The same questions bedevil Polly's former flame, intrepid fighter pilot Joe "Sky Captain" Sullivan (Law) as well as the Captain's brainy sidekick, Dex Dearborn (Giovanni Ribisi). All leads point to the mysterious Dr. Totenkopf (a computer-regenerated Sir Laurence Olivier, brought back to life just for the occasion) and his nefarious companion (Bai Ling). But can this doctor be found, much less stopped? Would you believe the fate of the world is at stake in that quest? Well, it is.

"Sky Captain's" plot, obviously, is much more yesterday than tomorrow, a hothouse homage to the pulp and serial material of decades past that takes joy in lines like "Send in reinforcements. Send in everything you've got." As costar Law has succinctly put it, "It's not Chekhov."
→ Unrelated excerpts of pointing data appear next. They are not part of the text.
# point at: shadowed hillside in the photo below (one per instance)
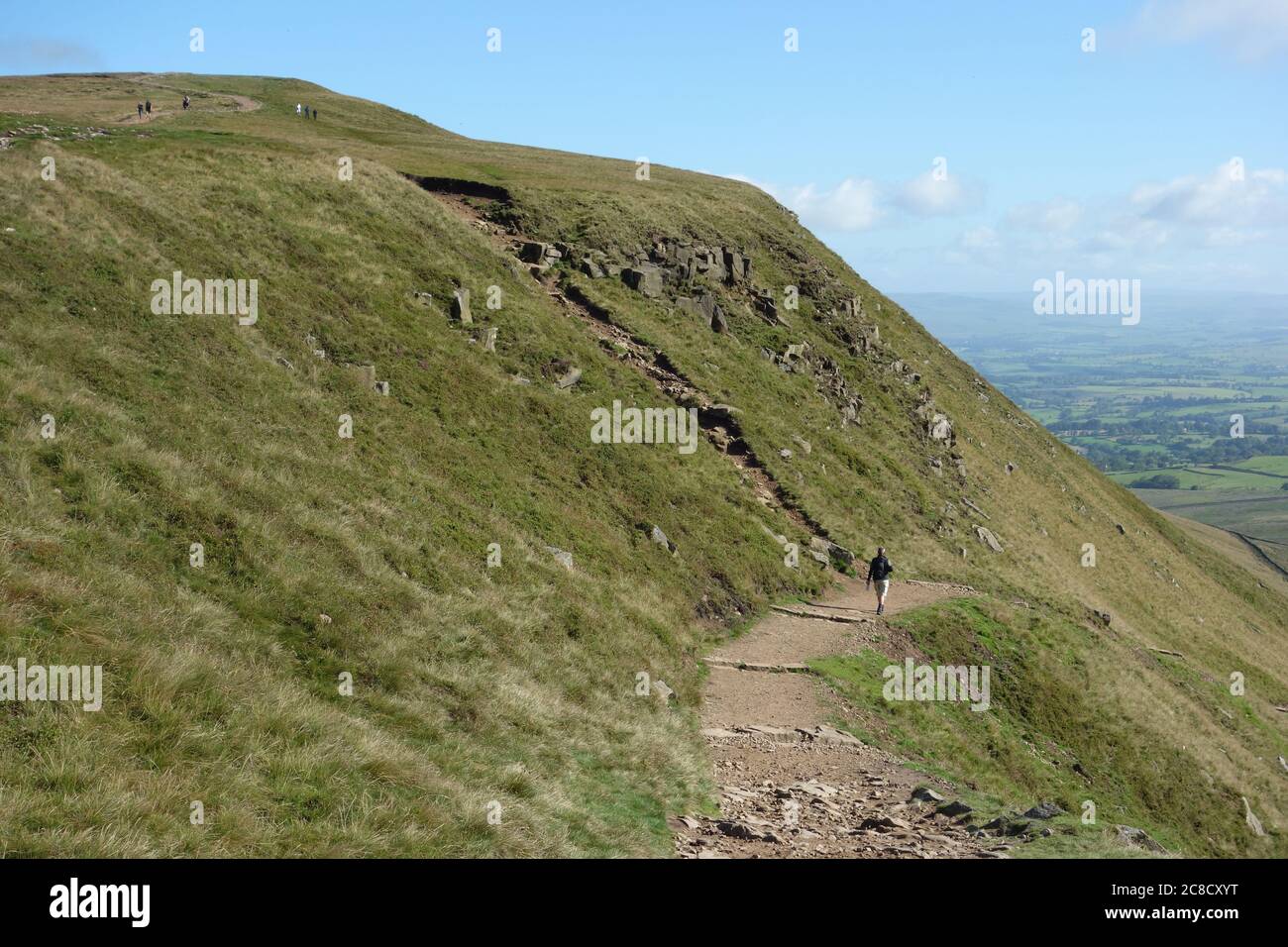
(490, 579)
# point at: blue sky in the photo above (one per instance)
(1159, 157)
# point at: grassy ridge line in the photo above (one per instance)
(472, 685)
(463, 455)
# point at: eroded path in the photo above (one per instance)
(791, 787)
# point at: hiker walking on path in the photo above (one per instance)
(879, 573)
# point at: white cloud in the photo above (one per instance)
(851, 205)
(861, 204)
(1059, 215)
(932, 195)
(1229, 196)
(1250, 30)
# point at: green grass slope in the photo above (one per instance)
(493, 710)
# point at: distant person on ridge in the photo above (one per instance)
(879, 573)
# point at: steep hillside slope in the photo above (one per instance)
(494, 701)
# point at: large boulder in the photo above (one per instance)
(644, 278)
(532, 252)
(988, 539)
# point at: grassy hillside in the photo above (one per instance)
(513, 684)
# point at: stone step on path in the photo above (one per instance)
(795, 787)
(799, 792)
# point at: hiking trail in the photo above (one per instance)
(793, 787)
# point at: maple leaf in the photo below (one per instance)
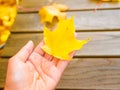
(61, 42)
(48, 13)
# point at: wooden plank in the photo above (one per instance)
(73, 5)
(83, 73)
(84, 21)
(102, 44)
(92, 73)
(3, 70)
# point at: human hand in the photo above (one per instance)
(33, 69)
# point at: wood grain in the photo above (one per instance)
(83, 73)
(3, 70)
(84, 21)
(92, 73)
(102, 44)
(73, 5)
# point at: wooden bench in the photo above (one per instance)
(97, 65)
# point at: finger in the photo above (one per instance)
(25, 52)
(38, 49)
(62, 64)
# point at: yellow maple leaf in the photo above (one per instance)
(48, 13)
(61, 42)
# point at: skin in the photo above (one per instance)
(33, 69)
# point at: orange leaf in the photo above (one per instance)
(48, 13)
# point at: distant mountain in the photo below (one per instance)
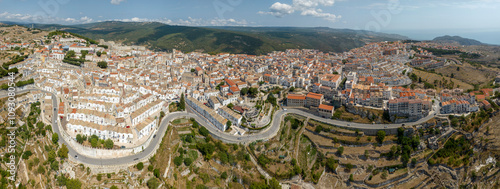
(249, 40)
(456, 39)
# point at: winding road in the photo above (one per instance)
(267, 133)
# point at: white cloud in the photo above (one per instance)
(116, 2)
(305, 7)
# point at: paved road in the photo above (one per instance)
(267, 133)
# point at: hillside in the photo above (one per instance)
(456, 39)
(249, 40)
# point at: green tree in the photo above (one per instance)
(223, 175)
(331, 164)
(93, 142)
(79, 138)
(55, 138)
(244, 91)
(51, 156)
(140, 166)
(153, 183)
(188, 161)
(63, 151)
(109, 143)
(340, 151)
(27, 154)
(253, 91)
(99, 177)
(73, 184)
(54, 165)
(274, 184)
(203, 131)
(349, 166)
(41, 169)
(178, 161)
(156, 173)
(380, 136)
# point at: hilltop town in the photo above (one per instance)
(294, 118)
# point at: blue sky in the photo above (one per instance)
(421, 19)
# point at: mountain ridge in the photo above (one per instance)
(457, 39)
(210, 39)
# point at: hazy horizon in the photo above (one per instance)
(421, 20)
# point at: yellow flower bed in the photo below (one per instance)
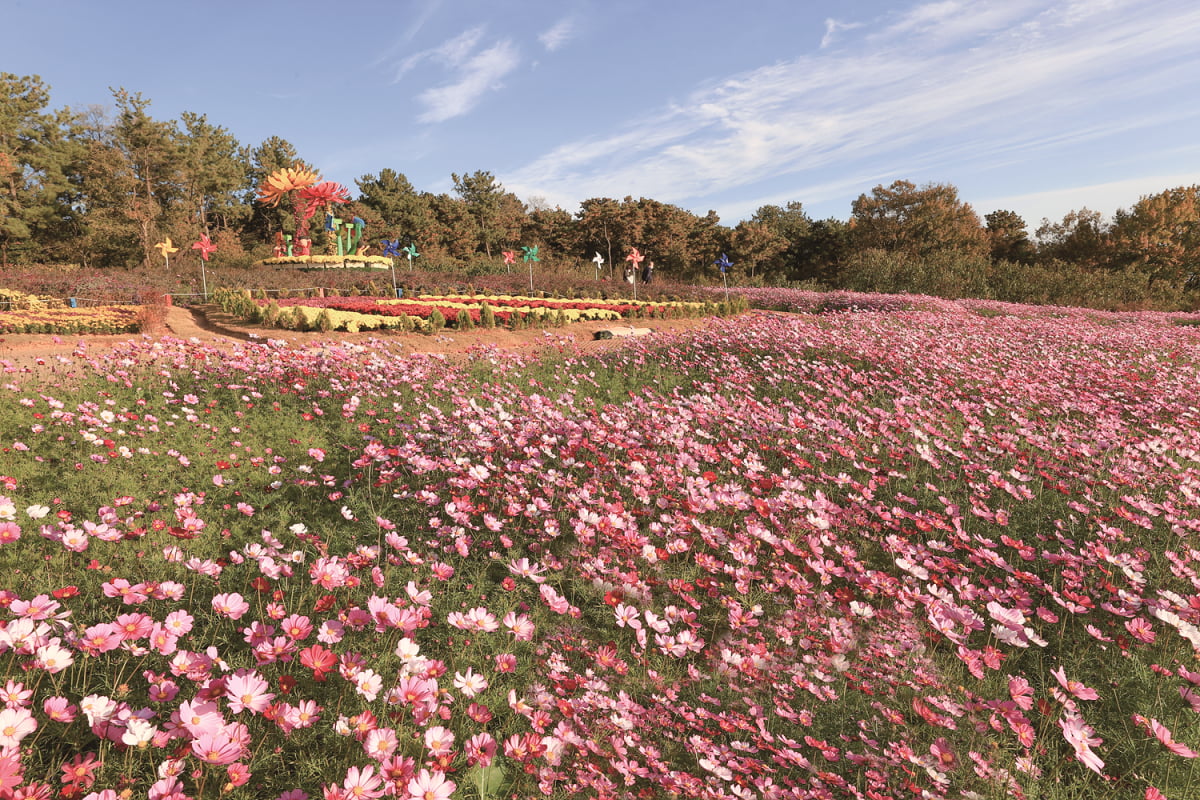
(100, 319)
(352, 262)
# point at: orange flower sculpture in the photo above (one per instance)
(323, 194)
(281, 181)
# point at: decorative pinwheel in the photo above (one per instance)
(411, 252)
(635, 259)
(529, 254)
(167, 248)
(207, 248)
(724, 264)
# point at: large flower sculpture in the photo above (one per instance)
(323, 194)
(307, 191)
(277, 185)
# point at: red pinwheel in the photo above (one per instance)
(323, 194)
(205, 246)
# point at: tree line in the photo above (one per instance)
(101, 186)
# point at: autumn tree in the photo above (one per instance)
(39, 152)
(1081, 238)
(600, 228)
(821, 251)
(918, 221)
(401, 210)
(1008, 239)
(498, 215)
(215, 169)
(1161, 235)
(757, 251)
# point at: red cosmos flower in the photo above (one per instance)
(319, 660)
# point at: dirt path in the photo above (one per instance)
(33, 353)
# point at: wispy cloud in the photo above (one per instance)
(477, 71)
(414, 26)
(1105, 197)
(940, 76)
(477, 74)
(559, 35)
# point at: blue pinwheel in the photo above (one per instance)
(724, 264)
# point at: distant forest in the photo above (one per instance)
(100, 187)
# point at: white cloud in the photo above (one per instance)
(945, 77)
(1107, 198)
(478, 74)
(557, 36)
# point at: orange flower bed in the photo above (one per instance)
(99, 319)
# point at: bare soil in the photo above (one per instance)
(35, 353)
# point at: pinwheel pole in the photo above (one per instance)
(531, 256)
(636, 259)
(411, 252)
(724, 264)
(207, 247)
(390, 250)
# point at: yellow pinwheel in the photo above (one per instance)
(167, 248)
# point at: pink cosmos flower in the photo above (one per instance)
(246, 690)
(16, 725)
(231, 605)
(60, 709)
(1081, 738)
(431, 786)
(438, 740)
(216, 747)
(1074, 687)
(361, 783)
(1163, 734)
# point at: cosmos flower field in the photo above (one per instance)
(859, 554)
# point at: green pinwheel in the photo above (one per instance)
(411, 252)
(529, 254)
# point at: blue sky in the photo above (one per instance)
(1037, 106)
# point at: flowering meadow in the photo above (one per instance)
(906, 553)
(431, 313)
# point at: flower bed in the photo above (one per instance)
(329, 262)
(853, 555)
(369, 313)
(99, 319)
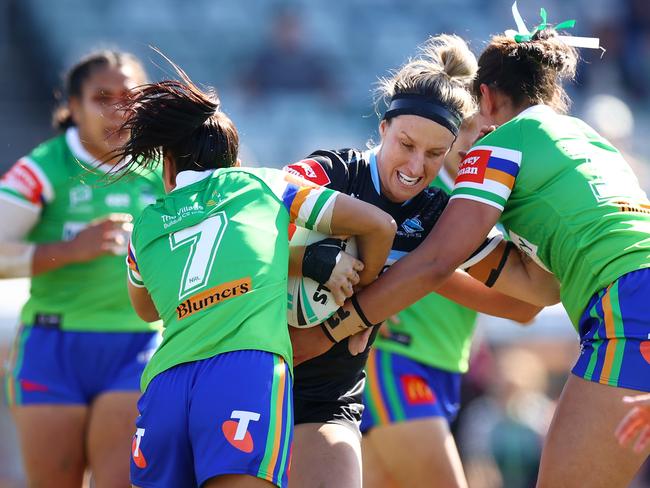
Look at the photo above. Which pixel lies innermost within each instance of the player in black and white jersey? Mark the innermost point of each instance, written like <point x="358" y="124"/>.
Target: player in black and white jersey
<point x="417" y="132"/>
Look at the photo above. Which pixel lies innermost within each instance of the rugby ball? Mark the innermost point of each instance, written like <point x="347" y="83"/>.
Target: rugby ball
<point x="310" y="303"/>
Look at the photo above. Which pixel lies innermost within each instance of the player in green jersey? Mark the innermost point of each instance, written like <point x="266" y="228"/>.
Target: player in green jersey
<point x="74" y="373"/>
<point x="570" y="201"/>
<point x="394" y="176"/>
<point x="211" y="259"/>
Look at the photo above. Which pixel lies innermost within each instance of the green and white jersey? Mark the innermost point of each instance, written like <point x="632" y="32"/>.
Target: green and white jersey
<point x="214" y="255"/>
<point x="60" y="183"/>
<point x="569" y="200"/>
<point x="434" y="331"/>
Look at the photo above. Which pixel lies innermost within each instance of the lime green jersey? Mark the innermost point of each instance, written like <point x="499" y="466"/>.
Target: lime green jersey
<point x="569" y="200"/>
<point x="434" y="331"/>
<point x="214" y="253"/>
<point x="63" y="185"/>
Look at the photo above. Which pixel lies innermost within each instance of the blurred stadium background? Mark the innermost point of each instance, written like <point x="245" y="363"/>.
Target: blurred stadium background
<point x="298" y="75"/>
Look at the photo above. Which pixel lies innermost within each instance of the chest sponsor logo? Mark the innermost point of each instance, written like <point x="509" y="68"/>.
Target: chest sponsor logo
<point x="22" y="180"/>
<point x="236" y="431"/>
<point x="311" y="170"/>
<point x="416" y="390"/>
<point x="472" y="168"/>
<point x="27" y="385"/>
<point x="213" y="296"/>
<point x="181" y="213"/>
<point x="79" y="195"/>
<point x="118" y="200"/>
<point x="412" y="226"/>
<point x="71" y="229"/>
<point x="136" y="450"/>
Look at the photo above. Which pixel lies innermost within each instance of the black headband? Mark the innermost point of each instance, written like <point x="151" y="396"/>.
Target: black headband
<point x="429" y="108"/>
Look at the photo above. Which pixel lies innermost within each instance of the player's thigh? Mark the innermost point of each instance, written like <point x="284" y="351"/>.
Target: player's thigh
<point x="581" y="449"/>
<point x="418" y="451"/>
<point x="237" y="481"/>
<point x="375" y="474"/>
<point x="326" y="455"/>
<point x="52" y="443"/>
<point x="111" y="426"/>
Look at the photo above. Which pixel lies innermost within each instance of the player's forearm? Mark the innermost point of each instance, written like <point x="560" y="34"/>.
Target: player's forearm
<point x="469" y="292"/>
<point x="523" y="279"/>
<point x="374" y="248"/>
<point x="407" y="281"/>
<point x="374" y="230"/>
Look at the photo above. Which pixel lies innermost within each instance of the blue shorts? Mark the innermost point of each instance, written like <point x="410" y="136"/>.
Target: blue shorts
<point x="399" y="389"/>
<point x="228" y="414"/>
<point x="50" y="365"/>
<point x="615" y="334"/>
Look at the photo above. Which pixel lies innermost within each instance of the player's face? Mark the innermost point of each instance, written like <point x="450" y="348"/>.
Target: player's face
<point x="96" y="111"/>
<point x="412" y="151"/>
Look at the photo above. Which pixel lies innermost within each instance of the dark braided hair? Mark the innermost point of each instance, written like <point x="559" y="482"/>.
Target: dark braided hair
<point x="177" y="119"/>
<point x="528" y="72"/>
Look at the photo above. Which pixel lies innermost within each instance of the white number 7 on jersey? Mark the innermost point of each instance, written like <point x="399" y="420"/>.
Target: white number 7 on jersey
<point x="204" y="240"/>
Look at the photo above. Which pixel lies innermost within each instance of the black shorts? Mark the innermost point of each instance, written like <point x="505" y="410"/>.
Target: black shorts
<point x="345" y="409"/>
<point x="329" y="388"/>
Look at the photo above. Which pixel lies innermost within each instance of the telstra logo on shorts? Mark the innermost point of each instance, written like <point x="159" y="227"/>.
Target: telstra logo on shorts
<point x="236" y="431"/>
<point x="136" y="452"/>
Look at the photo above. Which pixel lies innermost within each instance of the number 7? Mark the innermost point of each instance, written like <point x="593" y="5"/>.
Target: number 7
<point x="204" y="239"/>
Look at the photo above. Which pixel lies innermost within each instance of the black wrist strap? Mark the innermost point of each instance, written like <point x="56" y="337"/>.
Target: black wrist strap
<point x="327" y="333"/>
<point x="362" y="316"/>
<point x="320" y="259"/>
<point x="495" y="273"/>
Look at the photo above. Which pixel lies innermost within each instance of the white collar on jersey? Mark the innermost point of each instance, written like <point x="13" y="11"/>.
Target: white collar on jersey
<point x="188" y="177"/>
<point x="80" y="152"/>
<point x="536" y="109"/>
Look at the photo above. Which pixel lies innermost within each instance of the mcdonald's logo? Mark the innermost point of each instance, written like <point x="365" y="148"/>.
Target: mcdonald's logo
<point x="416" y="390"/>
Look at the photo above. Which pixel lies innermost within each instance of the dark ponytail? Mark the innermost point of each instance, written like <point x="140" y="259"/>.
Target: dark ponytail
<point x="528" y="72"/>
<point x="177" y="119"/>
<point x="80" y="72"/>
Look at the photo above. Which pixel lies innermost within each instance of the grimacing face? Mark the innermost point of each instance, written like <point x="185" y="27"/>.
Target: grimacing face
<point x="411" y="154"/>
<point x="95" y="112"/>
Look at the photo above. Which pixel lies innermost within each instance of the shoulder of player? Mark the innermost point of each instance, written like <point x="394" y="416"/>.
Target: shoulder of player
<point x="37" y="175"/>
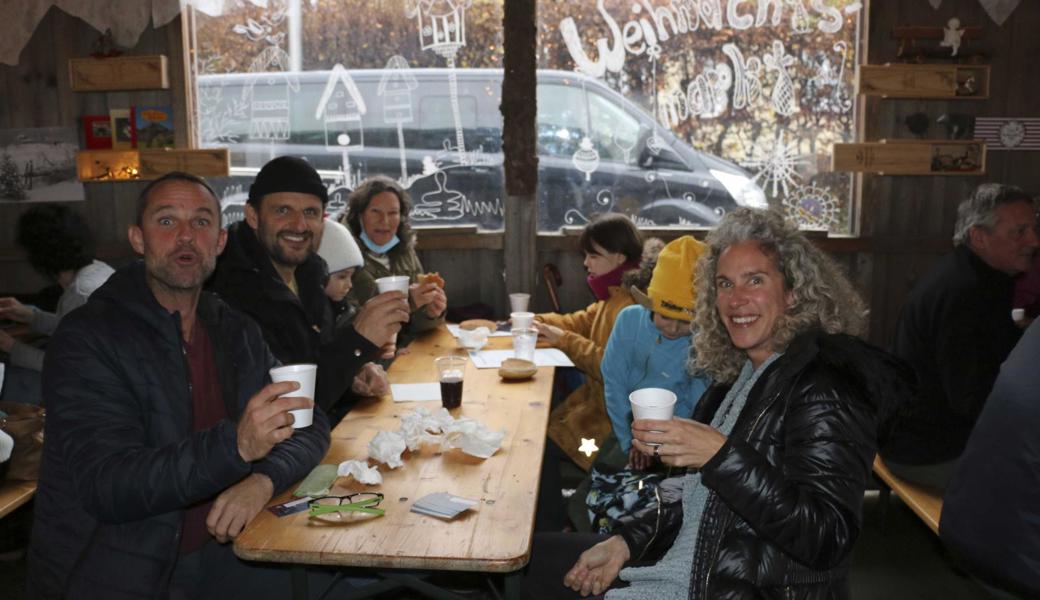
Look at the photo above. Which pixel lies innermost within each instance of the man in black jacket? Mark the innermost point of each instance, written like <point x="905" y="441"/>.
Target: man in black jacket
<point x="956" y="329"/>
<point x="163" y="437"/>
<point x="271" y="271"/>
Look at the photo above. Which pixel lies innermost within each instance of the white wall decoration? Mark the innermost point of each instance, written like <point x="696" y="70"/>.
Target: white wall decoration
<point x="783" y="99"/>
<point x="778" y="166"/>
<point x="395" y="87"/>
<point x="269" y="95"/>
<point x="586" y="158"/>
<point x="442" y="204"/>
<point x="442" y="29"/>
<point x="812" y="207"/>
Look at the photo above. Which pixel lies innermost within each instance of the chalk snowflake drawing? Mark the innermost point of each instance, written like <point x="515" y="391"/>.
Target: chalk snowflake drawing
<point x="442" y="204"/>
<point x="586" y="158"/>
<point x="812" y="207"/>
<point x="783" y="98"/>
<point x="395" y="87"/>
<point x="442" y="29"/>
<point x="778" y="165"/>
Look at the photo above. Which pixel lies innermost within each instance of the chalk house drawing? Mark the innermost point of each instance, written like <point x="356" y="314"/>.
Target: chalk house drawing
<point x="396" y="87"/>
<point x="442" y="29"/>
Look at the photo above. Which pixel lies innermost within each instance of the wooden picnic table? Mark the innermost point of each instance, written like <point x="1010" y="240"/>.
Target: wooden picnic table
<point x="493" y="538"/>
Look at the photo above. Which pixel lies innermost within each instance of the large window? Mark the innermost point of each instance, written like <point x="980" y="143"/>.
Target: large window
<point x="671" y="111"/>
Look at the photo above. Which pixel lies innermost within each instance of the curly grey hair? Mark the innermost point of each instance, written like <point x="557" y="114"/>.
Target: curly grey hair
<point x="980" y="208"/>
<point x="823" y="296"/>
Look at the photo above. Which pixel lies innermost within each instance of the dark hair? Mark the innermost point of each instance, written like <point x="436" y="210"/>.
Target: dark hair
<point x="614" y="232"/>
<point x="362" y="197"/>
<point x="173" y="176"/>
<point x="56" y="239"/>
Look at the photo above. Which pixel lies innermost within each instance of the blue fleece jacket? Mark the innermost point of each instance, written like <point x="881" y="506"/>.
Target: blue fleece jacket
<point x="638" y="356"/>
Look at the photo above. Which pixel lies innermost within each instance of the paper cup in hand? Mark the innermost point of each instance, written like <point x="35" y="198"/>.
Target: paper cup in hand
<point x="522" y="320"/>
<point x="305" y="375"/>
<point x="518" y="302"/>
<point x="392" y="283"/>
<point x="656" y="403"/>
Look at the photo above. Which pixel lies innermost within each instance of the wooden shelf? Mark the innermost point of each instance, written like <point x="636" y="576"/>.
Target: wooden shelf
<point x="936" y="157"/>
<point x="119" y="73"/>
<point x="109" y="165"/>
<point x="937" y="81"/>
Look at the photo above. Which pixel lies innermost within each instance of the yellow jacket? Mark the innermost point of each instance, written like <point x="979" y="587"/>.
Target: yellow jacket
<point x="583" y="413"/>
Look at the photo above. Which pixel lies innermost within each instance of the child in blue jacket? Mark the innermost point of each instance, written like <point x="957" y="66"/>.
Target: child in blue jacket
<point x="649" y="346"/>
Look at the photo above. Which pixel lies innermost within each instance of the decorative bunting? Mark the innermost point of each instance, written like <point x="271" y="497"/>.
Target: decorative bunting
<point x="1009" y="133"/>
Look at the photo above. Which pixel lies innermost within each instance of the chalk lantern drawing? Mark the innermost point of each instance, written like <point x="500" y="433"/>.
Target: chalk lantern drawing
<point x="269" y="95"/>
<point x="396" y="86"/>
<point x="442" y="29"/>
<point x="340" y="109"/>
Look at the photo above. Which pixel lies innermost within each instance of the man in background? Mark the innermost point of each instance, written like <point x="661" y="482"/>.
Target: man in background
<point x="956" y="329"/>
<point x="271" y="271"/>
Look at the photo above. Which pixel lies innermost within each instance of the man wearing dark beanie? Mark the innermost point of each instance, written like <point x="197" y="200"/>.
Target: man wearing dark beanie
<point x="271" y="271"/>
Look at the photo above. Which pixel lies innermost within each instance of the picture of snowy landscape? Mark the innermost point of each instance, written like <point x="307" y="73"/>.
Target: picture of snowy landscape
<point x="39" y="164"/>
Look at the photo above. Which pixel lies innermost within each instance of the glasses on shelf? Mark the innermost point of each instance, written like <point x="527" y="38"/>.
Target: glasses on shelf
<point x="337" y="506"/>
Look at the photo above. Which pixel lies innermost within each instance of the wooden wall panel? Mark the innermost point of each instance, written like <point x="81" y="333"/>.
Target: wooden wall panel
<point x="36" y="94"/>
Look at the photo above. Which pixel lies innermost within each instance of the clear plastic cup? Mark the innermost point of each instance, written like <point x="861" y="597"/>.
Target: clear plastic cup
<point x="524" y="340"/>
<point x="305" y="375"/>
<point x="656" y="403"/>
<point x="522" y="320"/>
<point x="450" y="373"/>
<point x="519" y="302"/>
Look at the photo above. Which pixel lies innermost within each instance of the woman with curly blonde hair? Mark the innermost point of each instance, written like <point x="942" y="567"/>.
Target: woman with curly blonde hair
<point x="779" y="449"/>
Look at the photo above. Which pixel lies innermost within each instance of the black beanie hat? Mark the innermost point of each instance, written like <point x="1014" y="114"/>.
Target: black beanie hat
<point x="287" y="174"/>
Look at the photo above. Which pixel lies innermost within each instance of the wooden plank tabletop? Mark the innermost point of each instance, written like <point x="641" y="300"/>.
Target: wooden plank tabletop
<point x="14" y="494"/>
<point x="493" y="537"/>
<point x="923" y="501"/>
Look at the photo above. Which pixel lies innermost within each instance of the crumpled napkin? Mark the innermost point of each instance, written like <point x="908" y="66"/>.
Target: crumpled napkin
<point x="471" y="437"/>
<point x="361" y="471"/>
<point x="387" y="447"/>
<point x="420" y="426"/>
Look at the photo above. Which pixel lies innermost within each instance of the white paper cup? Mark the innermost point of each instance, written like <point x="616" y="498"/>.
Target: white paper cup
<point x="524" y="340"/>
<point x="522" y="320"/>
<point x="518" y="302"/>
<point x="393" y="283"/>
<point x="305" y="375"/>
<point x="654" y="403"/>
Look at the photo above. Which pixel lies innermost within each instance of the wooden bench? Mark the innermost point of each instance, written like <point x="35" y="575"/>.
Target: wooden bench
<point x="14" y="494"/>
<point x="923" y="501"/>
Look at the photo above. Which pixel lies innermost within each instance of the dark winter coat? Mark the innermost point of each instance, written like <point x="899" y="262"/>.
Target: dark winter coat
<point x="955" y="330"/>
<point x="121" y="462"/>
<point x="297" y="329"/>
<point x="787" y="486"/>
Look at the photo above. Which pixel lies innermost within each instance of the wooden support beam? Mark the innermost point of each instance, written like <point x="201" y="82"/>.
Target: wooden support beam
<point x="519" y="109"/>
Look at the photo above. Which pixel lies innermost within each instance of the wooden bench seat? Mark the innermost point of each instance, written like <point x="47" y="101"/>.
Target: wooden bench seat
<point x="14" y="494"/>
<point x="924" y="502"/>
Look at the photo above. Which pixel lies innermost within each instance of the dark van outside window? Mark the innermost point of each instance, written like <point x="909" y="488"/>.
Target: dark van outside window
<point x="411" y="88"/>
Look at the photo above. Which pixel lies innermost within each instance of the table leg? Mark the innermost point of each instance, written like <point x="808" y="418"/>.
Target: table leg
<point x="512" y="581"/>
<point x="297" y="575"/>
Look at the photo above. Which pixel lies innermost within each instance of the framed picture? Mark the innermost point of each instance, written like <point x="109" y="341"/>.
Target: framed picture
<point x="98" y="131"/>
<point x="123" y="130"/>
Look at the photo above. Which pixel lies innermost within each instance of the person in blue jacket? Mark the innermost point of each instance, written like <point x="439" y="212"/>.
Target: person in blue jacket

But just because something isn't Chekhov doesn't mean it has to lack energy and excitement. Just look at "Star Wars." Unfortunately, the drama in "Sky Captain" is something to be tolerated, not enjoyed. The story is sluggish at best, something that lumbers across the screen with the leaden feet of those iron giants. Sincere intentions aside, the director's idea that the Joe/Polly romance recalls "the sensibilities of a Howard Hawks romantic comedy" is as much a fantasy as anything on the screen.

Part of the problem appears to be that, to put it gently, years spent in front of a computer terminal are perhaps not the best preparation for the directing of flesh-and-blood actors. The performers here seem to have been largely left to their own devices, which while not ruinous is not exactly recommended either.